Escondidos
en un recodo del camino los bandoleros acechaban a los viajeros para
desplumarlos. Aquella mañana estaba siendo provechosa, habían
dejado sin blanca a dos aldeanos que volvían del mercado, también
les habían birlado el morral a dos frailes mendicantes y aún
tenían tiempo para dar otro asalto, ya que para el mediodía seguro
que la guardia de caminos se presentaría por allí para poner orden.

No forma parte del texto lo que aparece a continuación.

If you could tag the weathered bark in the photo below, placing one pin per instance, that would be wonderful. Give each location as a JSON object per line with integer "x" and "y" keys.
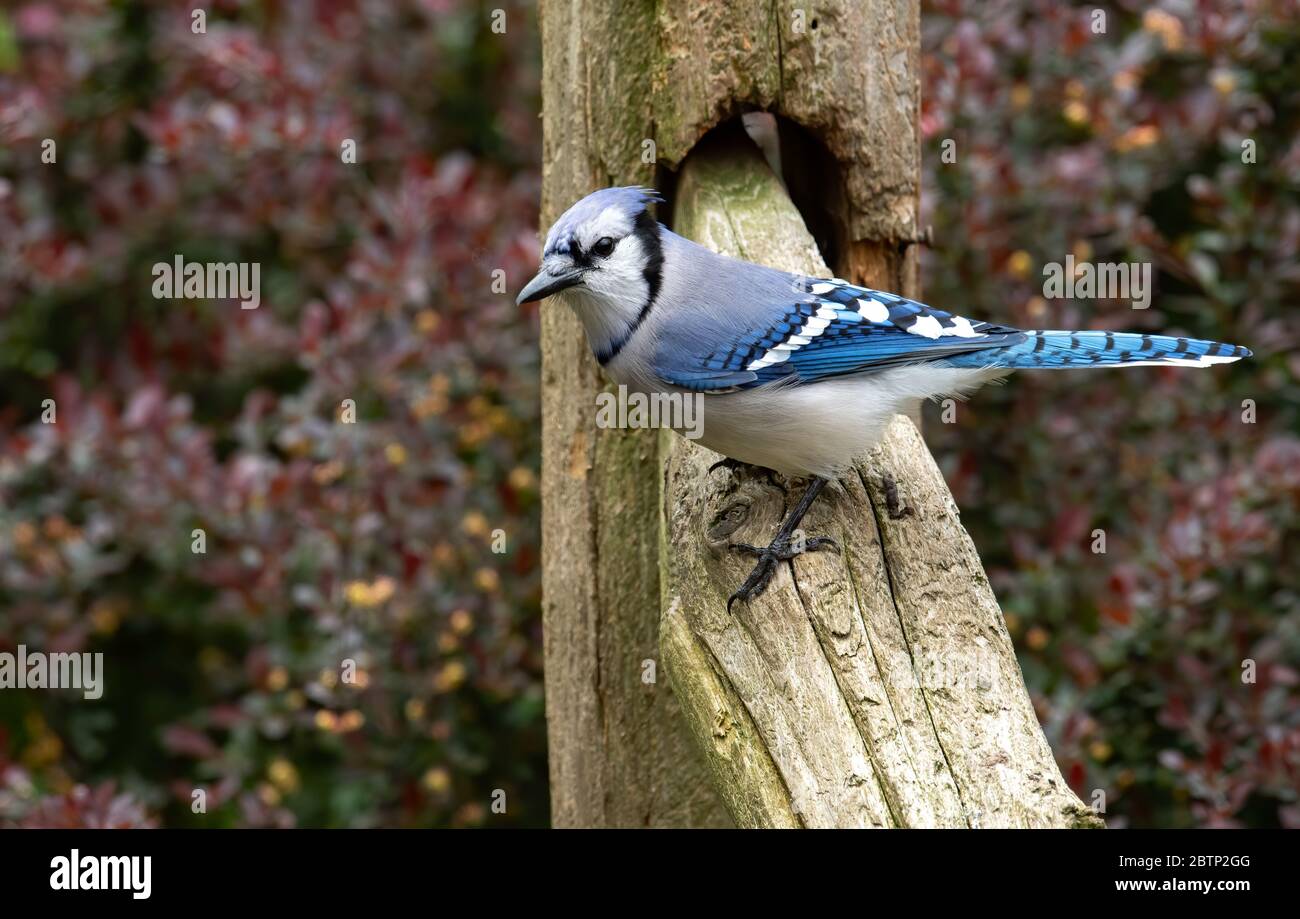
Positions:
{"x": 813, "y": 706}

Y tuvieron suerte, porque en el horizonte se comenzó a divisar un
bulto que se acercaba. Tomaron posición y cuando llegó el incauto
viajero lo asaltaron, le dieron una manta de palos y le dejaron sin
el atillo de sus pertenecias y sin faltriquera. Y se quedó casi
desnudo, maldiciendo su suerte ante el borrico que le acompañaba sin
entender nada. Los bandidos huyeron a su escondite e hicieron
recuento de las ganancias. Fue un día provechoso. Bueno, no del
todo, porque Saulillo, el meritorio de 15 años que se había sumando
a la banda recientemente, le puso nombre a la última víctima. El
del asno era el compadre Sancho Peregil, el padre del Cuadrillero
Mayor de la Santa Hermandad, Alonso Peregil. Todos se quedaron
pálidos y decidieron huir a lugares reconditos donde permanecer
ocultos por un tiempo. En vano, al de un mes, aquellos disciplinados
jinetes de la Santa Hermandad, vestidos de verde, con un coleto o
chaleco de piel hasta la cintura y unos faldones que no pasaban de la
cadera, les prendieron. Y transcurrido otro mes pasaron por el
patíbulo para escarmiento de todos, para mostrar que la justicia
debe presidir la vida de los pueblos y para mayor gloria de Dios,
todo hay que decirlo. Los dos aldeanos y los frailes medicantes que
iniciaron la historia como perdedores, al igual que Sancho Perejil,
durmieron satisfechos. Dios estaba con ellos.